In early February it was announced that France and the UK were working together on a joint drone project, a Medium Altitude Long Endurance surveillance drone with a possible secondary offensive capability.
According to an article appeared on Feb. 23 by the Telegraph newspaper, a high level executive from Dassault Aviation had his briefcase containing sensitive documents stolen from the Gare du Nord (Paris) railway station whilst en route toLondon for a high level meeting to discuss the drone.
It would appear that the thief (or thieves) used a typical deception stunt to pull off their rather brave crime: one man harassed a female colleague of the executive and whilst the executive had turned his back to deal with this, an accomplice struck and took the bag. This all took place at 5.00 PM LT whilst the platform was crowded with travellers waiting to take the Eurostar train to London via the Channel tunnel and the crime was captured on the stations CCTV cameras.
The article does speculate that the one in Paris could be a hit from a foreign intelligence agency but does come to the more mundane conclusion that this was a couple of well rehearsed opportunist thieves, not really understanding what was contained within the bag.
Dassault and the British Government brushed off the incident stating that the documents were not that secret, however, the episode does pose the question about security of possible secretive information in the days of video conferencing with document sharing, encrypted hard disks and USB tokens, and biometric authentication.
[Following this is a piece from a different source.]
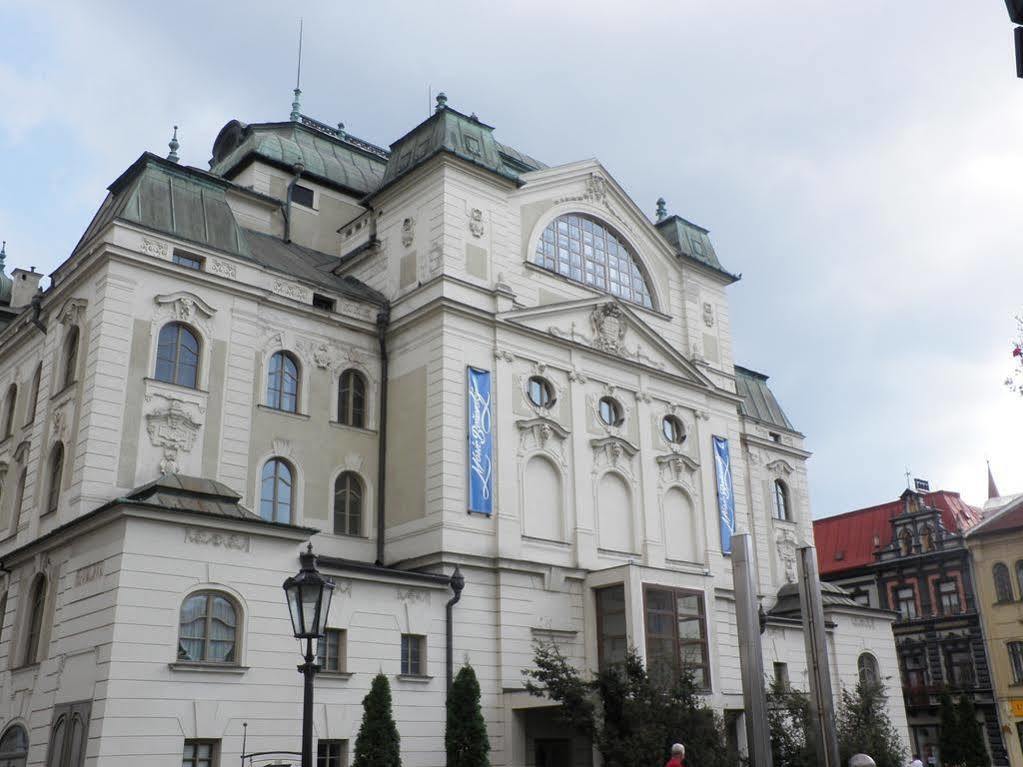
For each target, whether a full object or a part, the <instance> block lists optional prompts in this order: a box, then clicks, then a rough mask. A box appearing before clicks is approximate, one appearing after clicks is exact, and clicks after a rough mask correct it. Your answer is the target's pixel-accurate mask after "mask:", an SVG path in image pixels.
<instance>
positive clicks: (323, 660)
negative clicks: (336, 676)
mask: <svg viewBox="0 0 1023 767" xmlns="http://www.w3.org/2000/svg"><path fill="white" fill-rule="evenodd" d="M347 639H348V632H347V631H344V630H342V629H326V630H325V631H324V632H323V638H322V639H318V640H317V641H316V665H317V666H319V667H320V671H327V672H329V671H333V672H343V671H345V669H346V663H347V658H346V655H347V652H346V650H347V649H348V648H347V647H346V646H345V645H346V643H347V641H346V640H347Z"/></svg>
Although we don’t deal with multi-million dollar projects, we use Virtual Private Networks, SSH Tunnels, and strong authentication for data communication, signing, encrypting and decrypting texts, E-mails, files, directories, partitions etc.
Why was this executive carrying what one must assume is paper documents (as nothing is mentioned about a laptop/notebook computer) about a future military project?
Even if we assume the executive was carrying a contract or something similar that required signatures from both parties, wasn’t a private flight with an business jet much safer than public transportation?
The drone project itself was agreed upon during a meeting in early February between Nicolas Sarkosy and David Cameron and aims to develop a next generation unmanned air combat system with a prototype to be flown by 2020.
It is thought that British company BAE systems and Dassault Aviation are teaming up together to develop the new drone, to the annoyance of EADS who have their own UAV project in development called Talarion.
Details of the new UAV, that is believed to be based on the BAe Mantis drone demonstrator, are not really clear as the project is so new and quite clearly hasn’t got that far at present. However, someone somewhere could have, if not the technical specification of the robot, maybe the contractual details of the French/British project.
And elsewhere there’s someone working on an intelligence service or industrial competitor willing to pay to have a look.